Fake Histories #31  – The Irish tricolour was first unveiled when it was flown over the GPO in 1916?



He was one of the most colourful and erratic characters in 19thcentury Irish history. Thomas Francis Meagher was born to a wealthy Waterford merchant family in 1823. He was educated by the Jesuits at Clongowes wood and later at Stonyhurst in England, where he replaced his Irish accent with a clipped upper-class English drawl – something that was to alienate many of his fellow-countrymen in the years that followed.

His involvement with the Young Ireland movement in the 1840s led to his falling out with Daniel O’Connell and a drift towards militancy. This culminated in the farcical 1848 rebellion – but before that dismal revolutionary failure, Meagher had conferred on the Irish nation perhaps his most abiding legacy – the green, white and orange tricolour. He had been gifted the flag on a visit to France, it was unveiled in his native Waterford in 1848, and its use in the 1916 rising copper-fastened its status as the flag of the Irish republic. It gained formal recognition in Article 7 of the 1937 constitution.

Meagher’s involvement in the 1848 rebellion led to his transportation to Tasmania. 1852 he escaped to the USA where, arguably, he made a greater contribution to American history than he did to that of his native country.

His most significant impact came after the outbreak of the Civil War. Taking over command of the Irish brigade from Michael Corcoran he proved to be an excellent recruiter for the Union army.  Knowing his target market well one of Meagher’s recruiting posters read –‘The Cotton Lords and Traitor Allies of England Must Be Put Down Once and for All.’

To his detractors, of whom there were many, Meagher was a self-important, fractious and pompous alcoholic. But to his troops he was their General, known to one and all in the Irish Brigade as ‘Meagher of the Sword’. His reputation was sealed by an iconic engraving of the celebrated American artists Currier and Ives in which he was depicted on horseback leading the Irish Brigade into the Battle of Fair Oaks in June 1862.

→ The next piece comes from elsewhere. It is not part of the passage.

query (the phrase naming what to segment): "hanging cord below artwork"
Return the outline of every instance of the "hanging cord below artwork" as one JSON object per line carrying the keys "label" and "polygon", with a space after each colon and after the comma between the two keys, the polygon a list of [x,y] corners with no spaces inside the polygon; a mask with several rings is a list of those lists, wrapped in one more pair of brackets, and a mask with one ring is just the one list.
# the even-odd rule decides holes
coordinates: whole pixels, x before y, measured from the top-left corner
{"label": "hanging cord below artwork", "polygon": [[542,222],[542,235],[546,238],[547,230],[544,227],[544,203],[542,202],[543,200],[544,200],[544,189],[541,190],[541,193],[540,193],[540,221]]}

After the Civil War, Meagher was rewarded by the US administration—if indeed it can be described as a reward—with something called the secretaryship of the territory of Montana.  This may sound like he was expected to take minutes of a lot of meetings, but that is not how things turned out. On Meagher’s arrival in the future capital of the state, Helena, the sitting governor just upped and left. That should probably have served as a warning to the Waterford man that perhaps he too should make his excuses and scarper.

Instead, Meagher became acting governor of the territory and found himself in charge of a large and relatively lawless region of the American West. Not all the inhabitants were friendly. The assertive Lakota nation disputed the writ of the Federal government in suitably muscular fashion. In addition to an Indian war, Meagher also found himself in the middle of some vicious factional disputes among the tiny white population. As Meagher had something of a shortish fuse he didn’t take long to make enemies.  Indeed it may have been his political adversaries who were responsible for his mysterious death on 1 July 1867. He died at Fort Benton on the Missouri river when he disappeared from a steamboat. His body was never found. It was presumed to have been whisked away rapidly by the fierce river currents. Various theories have been advanced as to the cause of his death, the most popular is that he was drunk and fell overboard. Others suggest he was killed by native Americans, renegade Confederates or Montanan political enemies. We shall never know.


Statues honour the man who gave us the Irish tricolour, in the Mall in Waterford, and outside the Capitol building in Helena, Montana. Both depict him on horseback waving his sword. There is also a bust of the man near the spot where he disappeared more than 150 years ago.

So, in answer to the question was the Irish tricolour first unveiled when it was flown over the GPO in 1916, no it wasn’t. That event took place in the city of Waterford sixty-eight years before the Easter Rising.  [It’s fake history].